Logarithmic Transformation
Application of a logarithmic function (usually natural or base 10) to compress scales, reduce skewness, and transform multiplicative relationships into additive ones.
Quantile Transformation
Non-parametric mapping that transforms variables to follow a specific distribution (uniform or Gaussian) using empirical quantiles, robust to extreme values.
Robust Scaler
Scaling method using the median and interquartile range (IQR) instead of the mean and standard deviation, resistant to outliers and non-Gaussian distributions.
Winsorization
Technique for limiting extreme values by replacing observations beyond certain quantiles (typically 1st and 99th percentiles) with these threshold values to reduce the impact of outliers.

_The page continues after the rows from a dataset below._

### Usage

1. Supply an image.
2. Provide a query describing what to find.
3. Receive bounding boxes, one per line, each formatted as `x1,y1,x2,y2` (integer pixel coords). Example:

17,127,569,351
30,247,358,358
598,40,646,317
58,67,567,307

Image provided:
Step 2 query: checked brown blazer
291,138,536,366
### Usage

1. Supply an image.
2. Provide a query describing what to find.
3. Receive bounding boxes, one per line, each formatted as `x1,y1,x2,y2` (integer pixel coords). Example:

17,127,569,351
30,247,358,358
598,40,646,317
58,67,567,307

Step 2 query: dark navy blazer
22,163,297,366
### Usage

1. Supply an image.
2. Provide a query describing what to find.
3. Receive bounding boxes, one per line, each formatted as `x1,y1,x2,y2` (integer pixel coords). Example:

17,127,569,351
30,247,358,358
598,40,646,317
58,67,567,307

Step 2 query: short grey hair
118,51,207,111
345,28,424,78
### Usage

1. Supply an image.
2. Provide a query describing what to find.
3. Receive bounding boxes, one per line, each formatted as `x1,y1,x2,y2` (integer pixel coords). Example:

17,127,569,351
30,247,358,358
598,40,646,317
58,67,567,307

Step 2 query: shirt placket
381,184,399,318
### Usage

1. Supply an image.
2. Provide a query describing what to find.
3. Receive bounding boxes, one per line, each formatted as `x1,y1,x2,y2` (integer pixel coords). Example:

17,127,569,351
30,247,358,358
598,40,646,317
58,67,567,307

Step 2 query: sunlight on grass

Square root transformation
Application of a √x transformation to moderate right skewness, particularly useful for count data or variables following a Poisson distribution.
Unit Vector Scaling
Normalization that divides each vector by its Euclidean norm to obtain unit magnitude, commonly used in text processing and similarity analysis.
Arcsine transformation
Application of arcsin(√x) to proportions or probabilities to stabilize variance and normalize distributions bounded between 0 and 1, particularly in meta-genetics and ecology.
Decimal Scaling
Normalization method that divides values by a power of 10 (10^j) where j is the smallest integer such that max(|x|/10^j) < 1, preserving signs and proportional relationships.
Inverse transformation
Application of the 1/x function to transform distributions with long right tails, particularly effective for variables representing rates or ratios.
Power Transformation
Family of transformations x^λ where λ is an adjustable parameter, encompassing square root (λ=0.5), square (λ=2) and other transformations to model non-linear relationships.
Clipping
Limiting values to a predefined interval by replacing extreme values with upper or lower bounds, a simple alternative to winsorization for outlier treatment.
Adaptive binning
Discretization that creates bins of variable width based on data distribution (quantiles) or statistical criteria, better capturing local structures of continuous data.
Sinusoidal transformation
Application of trigonometric functions to capture cyclical or periodic patterns in temporal data, transforming linear relationships into oscillatory behaviors.